Cela fait du bien d'être ici, mais surtout d'y être longtemps, sans penser à repartir. Ma rentrée n'est qu'en septembre. Montmartre me manque bien sûr, mais pas Paris, pas encore. Pour une fois, j'ai pris les choses en main, j'ai envoyé un dossier et obtenu des équivalences afin de poursuivre une maîtrise de Lettres, ma véritable passion. Je finirai peut-être prof de français comme ma mère, qui sait ? Mes parents entre eux sont cordiaux, polis. J'espère que ça va s'arranger.
Maman va partir à l'étranger quelques temps, mais selon moi il est impossible qu'ils divorcent. Je ne leur ai jamais parlé de ce qu'il s'est passé parce que ça ne me regarde pas et que j'aurais préféré ne rien savoir. Je ne parle pas non plus d'Adèle à Marceau, c'est un sujet encore trop sensible pour lui, je le sais.

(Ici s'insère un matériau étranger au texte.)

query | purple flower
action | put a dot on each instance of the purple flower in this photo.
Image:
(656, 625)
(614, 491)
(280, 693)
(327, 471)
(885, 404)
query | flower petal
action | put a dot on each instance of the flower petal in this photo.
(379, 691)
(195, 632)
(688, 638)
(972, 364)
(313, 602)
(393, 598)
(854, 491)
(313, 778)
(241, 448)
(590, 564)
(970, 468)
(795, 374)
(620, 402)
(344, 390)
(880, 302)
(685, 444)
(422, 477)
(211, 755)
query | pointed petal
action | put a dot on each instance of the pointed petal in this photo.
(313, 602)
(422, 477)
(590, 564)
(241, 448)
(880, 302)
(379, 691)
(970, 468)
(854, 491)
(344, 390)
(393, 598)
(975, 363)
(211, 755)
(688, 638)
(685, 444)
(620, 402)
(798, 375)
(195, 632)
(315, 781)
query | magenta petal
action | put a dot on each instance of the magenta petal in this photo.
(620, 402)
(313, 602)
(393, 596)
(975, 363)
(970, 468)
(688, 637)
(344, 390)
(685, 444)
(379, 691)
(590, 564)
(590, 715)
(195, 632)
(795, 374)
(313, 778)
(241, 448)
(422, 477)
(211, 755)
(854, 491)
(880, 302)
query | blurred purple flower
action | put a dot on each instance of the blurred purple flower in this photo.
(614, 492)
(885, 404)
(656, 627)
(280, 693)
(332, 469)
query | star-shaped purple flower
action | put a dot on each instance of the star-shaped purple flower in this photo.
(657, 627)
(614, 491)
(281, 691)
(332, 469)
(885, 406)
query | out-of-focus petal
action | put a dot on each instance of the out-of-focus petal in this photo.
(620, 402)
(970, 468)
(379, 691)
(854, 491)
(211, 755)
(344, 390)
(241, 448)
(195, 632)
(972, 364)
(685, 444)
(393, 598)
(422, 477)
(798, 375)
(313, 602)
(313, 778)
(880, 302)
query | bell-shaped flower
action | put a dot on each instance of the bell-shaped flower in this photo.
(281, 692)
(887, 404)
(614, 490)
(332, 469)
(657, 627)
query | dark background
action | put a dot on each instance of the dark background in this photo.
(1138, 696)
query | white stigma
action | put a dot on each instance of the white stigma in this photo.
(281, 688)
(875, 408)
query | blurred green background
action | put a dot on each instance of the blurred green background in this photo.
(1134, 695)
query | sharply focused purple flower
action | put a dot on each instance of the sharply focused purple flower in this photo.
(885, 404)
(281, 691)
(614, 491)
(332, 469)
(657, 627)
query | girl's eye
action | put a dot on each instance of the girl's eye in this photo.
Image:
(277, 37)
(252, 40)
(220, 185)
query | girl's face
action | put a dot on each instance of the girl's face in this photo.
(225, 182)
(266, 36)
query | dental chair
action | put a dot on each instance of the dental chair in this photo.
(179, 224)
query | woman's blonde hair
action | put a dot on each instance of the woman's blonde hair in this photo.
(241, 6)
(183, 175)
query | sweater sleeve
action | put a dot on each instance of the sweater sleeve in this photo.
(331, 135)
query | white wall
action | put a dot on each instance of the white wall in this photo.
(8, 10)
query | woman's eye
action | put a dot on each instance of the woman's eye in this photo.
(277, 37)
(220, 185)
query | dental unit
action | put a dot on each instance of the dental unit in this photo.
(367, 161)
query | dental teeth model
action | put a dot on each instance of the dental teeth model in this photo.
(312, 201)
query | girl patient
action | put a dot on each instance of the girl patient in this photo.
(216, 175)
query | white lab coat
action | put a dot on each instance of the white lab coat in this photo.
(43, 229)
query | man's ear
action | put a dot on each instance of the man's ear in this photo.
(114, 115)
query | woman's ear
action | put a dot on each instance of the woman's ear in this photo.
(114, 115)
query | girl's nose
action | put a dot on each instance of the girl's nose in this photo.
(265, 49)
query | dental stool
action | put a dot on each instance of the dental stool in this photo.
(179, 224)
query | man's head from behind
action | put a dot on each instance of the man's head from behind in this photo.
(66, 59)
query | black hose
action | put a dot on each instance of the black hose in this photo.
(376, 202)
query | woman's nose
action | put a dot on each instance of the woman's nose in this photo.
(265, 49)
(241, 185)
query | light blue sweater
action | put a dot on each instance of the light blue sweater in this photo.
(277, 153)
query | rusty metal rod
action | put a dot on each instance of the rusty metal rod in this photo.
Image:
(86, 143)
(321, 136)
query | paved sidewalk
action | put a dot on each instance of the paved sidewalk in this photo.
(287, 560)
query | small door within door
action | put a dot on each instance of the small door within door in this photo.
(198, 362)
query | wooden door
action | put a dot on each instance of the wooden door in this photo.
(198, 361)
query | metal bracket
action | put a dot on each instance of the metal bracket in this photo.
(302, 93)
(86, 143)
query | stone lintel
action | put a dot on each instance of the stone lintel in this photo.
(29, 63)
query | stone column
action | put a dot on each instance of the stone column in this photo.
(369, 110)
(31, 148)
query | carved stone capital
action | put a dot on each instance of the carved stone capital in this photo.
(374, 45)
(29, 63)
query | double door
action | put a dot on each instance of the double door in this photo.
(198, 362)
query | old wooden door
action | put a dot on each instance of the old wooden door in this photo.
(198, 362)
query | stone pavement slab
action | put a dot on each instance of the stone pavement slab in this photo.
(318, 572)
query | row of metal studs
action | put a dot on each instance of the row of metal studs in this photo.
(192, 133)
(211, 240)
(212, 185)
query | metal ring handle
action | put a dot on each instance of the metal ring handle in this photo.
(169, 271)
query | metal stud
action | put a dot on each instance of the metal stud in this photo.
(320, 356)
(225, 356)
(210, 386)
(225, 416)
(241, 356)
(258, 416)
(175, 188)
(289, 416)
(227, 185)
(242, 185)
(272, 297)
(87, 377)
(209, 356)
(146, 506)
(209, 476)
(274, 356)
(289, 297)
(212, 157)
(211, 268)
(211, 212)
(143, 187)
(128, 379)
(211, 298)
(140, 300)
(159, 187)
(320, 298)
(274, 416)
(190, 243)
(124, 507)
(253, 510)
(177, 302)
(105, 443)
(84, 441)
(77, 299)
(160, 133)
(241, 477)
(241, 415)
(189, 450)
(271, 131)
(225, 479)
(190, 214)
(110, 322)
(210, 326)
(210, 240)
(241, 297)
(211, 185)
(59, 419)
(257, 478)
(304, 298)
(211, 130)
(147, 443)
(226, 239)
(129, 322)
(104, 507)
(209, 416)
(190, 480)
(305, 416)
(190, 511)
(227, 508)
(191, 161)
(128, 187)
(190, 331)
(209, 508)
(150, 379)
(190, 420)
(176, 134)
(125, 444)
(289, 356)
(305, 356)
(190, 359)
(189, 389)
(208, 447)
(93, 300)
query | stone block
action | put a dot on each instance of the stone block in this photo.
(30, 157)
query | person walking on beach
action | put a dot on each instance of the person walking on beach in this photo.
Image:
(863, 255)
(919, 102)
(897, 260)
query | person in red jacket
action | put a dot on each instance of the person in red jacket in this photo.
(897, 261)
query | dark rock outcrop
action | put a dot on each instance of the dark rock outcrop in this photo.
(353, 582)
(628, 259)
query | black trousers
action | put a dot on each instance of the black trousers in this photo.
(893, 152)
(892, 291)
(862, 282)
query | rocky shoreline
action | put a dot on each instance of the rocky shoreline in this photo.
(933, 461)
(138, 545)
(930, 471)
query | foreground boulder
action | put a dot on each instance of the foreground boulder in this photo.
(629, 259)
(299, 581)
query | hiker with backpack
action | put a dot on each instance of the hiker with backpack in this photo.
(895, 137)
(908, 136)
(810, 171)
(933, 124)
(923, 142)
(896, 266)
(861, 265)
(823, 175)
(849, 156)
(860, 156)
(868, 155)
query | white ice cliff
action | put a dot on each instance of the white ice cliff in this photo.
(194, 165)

On est ensemble et c'est tout. Le soleil est au rendez-vous, l'atmosphère est aux vacances. Je fais le vide, je prends du recul. J'essaye de ne pas regretter ce que je n'ai pas su vivre avec toi. J'attends que quelqu'un superpose son image à la tienne. Pas facile. Je ne sais pas quand je repartirai à Paris. Pour l'instant, ma bulle me protège.
Dans cette bulle il y a du vert, des fleurs et beaucoup d'eau. Ma famille, le temps de vivre, de lire et de dormir.